Depuis l'élection de Jorge Mario Bergoglio comme pape, cette affaire est ressortie dans les médias argentins, notamment dans Pagina 12, un journal de gauche et proche du pouvoir, dont Horacio Verbitsky est devenu le directeur. En effet, dans un nouvel article, publié le lendemain de son élection au Vatican, Horacia Verbitsky cite d'abord un message qu'il a reçu de Gracelia Yorio, la sœur du prêtre qui avait dénoncé Jorge Mario Bergoglio comme le responsable de son enlèvement et des actes de tortures subis : « Je n'en crois pas mes yeux, écrit-elle. Je suis si angoissée et furieuse que les bras m'en tombent. Il est arrivé à ses fins.
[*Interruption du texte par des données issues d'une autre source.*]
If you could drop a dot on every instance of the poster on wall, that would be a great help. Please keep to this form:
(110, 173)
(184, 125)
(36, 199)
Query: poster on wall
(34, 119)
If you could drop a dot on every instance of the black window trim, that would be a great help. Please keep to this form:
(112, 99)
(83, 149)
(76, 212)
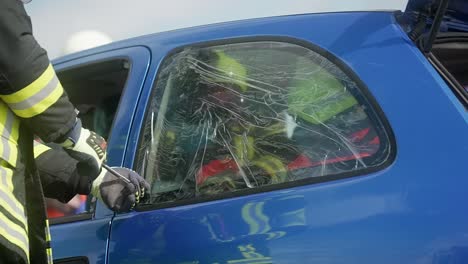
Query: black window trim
(366, 97)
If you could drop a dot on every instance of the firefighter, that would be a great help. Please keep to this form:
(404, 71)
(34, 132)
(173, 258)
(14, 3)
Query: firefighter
(33, 102)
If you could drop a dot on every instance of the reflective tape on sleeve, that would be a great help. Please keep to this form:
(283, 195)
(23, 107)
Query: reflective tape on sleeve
(9, 132)
(39, 149)
(37, 96)
(14, 234)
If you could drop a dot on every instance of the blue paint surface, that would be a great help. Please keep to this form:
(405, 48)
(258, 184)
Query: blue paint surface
(410, 212)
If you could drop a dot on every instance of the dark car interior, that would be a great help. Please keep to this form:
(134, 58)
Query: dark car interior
(95, 91)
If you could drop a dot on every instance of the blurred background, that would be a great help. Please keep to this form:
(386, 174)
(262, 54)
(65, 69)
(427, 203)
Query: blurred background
(63, 27)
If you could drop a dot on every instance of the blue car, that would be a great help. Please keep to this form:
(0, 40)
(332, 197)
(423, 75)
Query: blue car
(335, 137)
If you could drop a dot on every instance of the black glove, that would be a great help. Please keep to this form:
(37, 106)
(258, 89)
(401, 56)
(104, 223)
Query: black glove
(82, 140)
(117, 194)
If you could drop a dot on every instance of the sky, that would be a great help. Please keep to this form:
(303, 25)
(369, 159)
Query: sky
(56, 21)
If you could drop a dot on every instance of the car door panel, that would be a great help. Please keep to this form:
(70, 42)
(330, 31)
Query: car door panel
(87, 240)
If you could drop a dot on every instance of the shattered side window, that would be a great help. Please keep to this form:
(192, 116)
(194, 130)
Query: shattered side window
(237, 116)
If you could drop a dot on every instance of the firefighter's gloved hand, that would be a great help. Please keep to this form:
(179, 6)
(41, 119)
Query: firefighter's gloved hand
(84, 141)
(117, 194)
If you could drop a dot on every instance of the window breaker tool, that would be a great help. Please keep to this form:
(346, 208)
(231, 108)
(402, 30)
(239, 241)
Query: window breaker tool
(109, 169)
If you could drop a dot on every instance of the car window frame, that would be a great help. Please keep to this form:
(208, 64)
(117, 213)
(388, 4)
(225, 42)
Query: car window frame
(367, 98)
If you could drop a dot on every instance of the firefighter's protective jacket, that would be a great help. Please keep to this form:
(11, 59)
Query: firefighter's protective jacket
(32, 101)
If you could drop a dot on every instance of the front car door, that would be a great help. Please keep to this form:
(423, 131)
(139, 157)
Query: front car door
(313, 138)
(105, 87)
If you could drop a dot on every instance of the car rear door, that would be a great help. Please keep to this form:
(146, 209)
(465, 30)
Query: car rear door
(83, 237)
(396, 203)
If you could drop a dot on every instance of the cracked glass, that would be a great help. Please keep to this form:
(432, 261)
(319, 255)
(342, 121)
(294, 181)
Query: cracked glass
(239, 116)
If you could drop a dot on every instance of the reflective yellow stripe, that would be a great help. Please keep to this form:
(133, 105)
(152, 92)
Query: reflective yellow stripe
(47, 231)
(7, 199)
(253, 225)
(33, 88)
(14, 233)
(48, 239)
(39, 149)
(9, 132)
(37, 96)
(50, 259)
(244, 147)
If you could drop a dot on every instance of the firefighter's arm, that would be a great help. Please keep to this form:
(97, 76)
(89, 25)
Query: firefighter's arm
(62, 176)
(28, 83)
(31, 89)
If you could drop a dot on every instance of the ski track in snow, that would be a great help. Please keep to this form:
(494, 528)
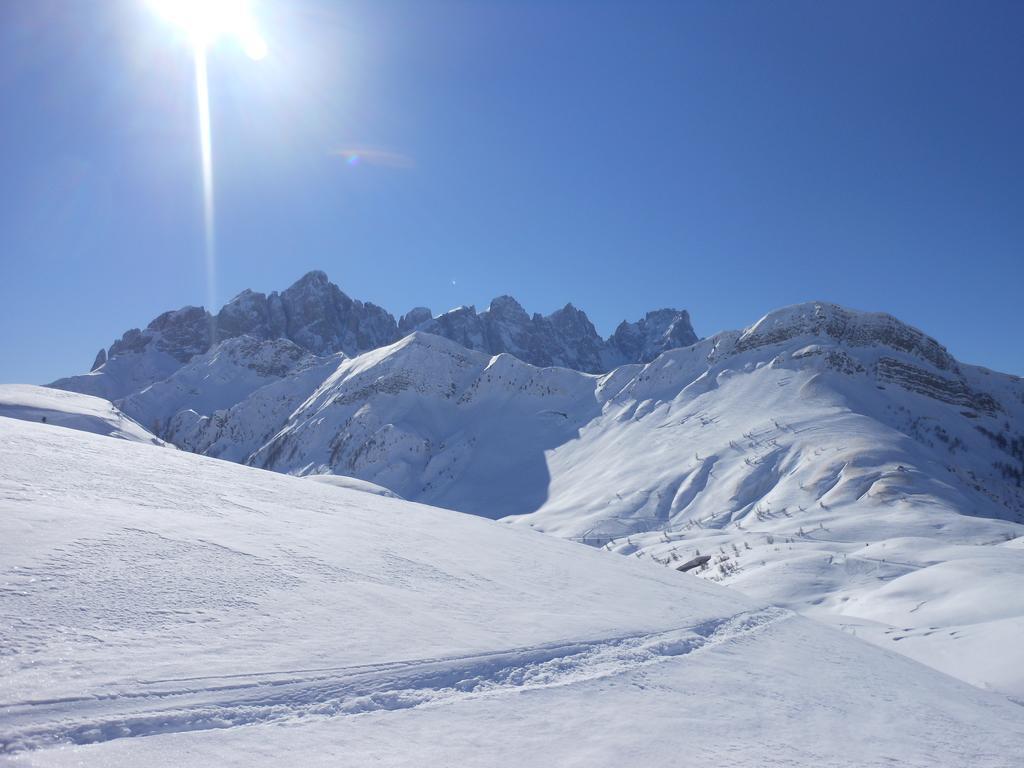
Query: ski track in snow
(171, 706)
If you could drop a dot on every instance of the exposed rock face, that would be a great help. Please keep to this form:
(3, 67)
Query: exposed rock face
(321, 318)
(565, 338)
(658, 331)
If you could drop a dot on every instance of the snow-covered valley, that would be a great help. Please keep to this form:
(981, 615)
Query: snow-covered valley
(839, 463)
(164, 608)
(840, 472)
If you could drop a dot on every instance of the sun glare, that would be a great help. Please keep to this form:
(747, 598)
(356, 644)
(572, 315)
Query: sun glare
(206, 22)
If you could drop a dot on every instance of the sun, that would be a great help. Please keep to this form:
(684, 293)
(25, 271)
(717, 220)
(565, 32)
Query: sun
(206, 22)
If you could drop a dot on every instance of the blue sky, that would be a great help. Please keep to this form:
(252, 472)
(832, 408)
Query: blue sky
(723, 157)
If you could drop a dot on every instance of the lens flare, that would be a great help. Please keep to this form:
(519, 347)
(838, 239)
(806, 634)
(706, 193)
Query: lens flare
(206, 22)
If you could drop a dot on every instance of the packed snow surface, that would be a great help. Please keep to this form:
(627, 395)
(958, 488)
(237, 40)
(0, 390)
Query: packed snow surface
(840, 463)
(162, 608)
(71, 410)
C'est la personne idéale pour cacher la corruption morale, un expert ès cachotteries ». Et le journaliste argentin d'accuser également l'ancien archevêque de Buenos Aires d'avoir fermé les yeux sur d'autres agissements de la junte militaire, notamment l'enlèvement de bébés d'opposants politiques. Un autre épisode sombre de l'histoire argentine et qui sera l'objet d'un documentaire « Les 500 bébés volés de la dictature », diffusé ce mardi 19 mars à 20.40 sur France 5.
Horacio Verbitsky, par ailleurs président du Centre d'études légales et sociales (CELS) - une ONG argentine spécialisée dans les droits de l'homme - souligne, en effet, une contradiction dans les déclarations de Jorge Mario Bergoglio devant un tribunal en 2010 où un avocat argentin et l'association des Grands-mères de la Place de mai l'avaient cité à comparaître... « Devant le tribunal oral fédéral n°5, écrit Horacio Verbitsky, il a affirmé n'avoir appris que récemment l'existence de jeunes enfants kidnappés, et cela après la fin de la dictature. Pourtant, poursuit le journaliste, le tribunal oral fédéral n°6 a reçu des documents qui révèlent que dès 1979, Jorge Mario Bergoglio était au courant et qu'il est intervenu dans au moins un cas ». D'ailleurs, Estella de Carlotta, l'actuelle présidente des Grands-mères de la Place de mai a regretté dans une interview donnée après l'élection du pape, que « Bergoglio n'ait pas eu le courage d'intervenir à l'époque et d'aider les familles dans leur recherche de leurs enfants disparus ».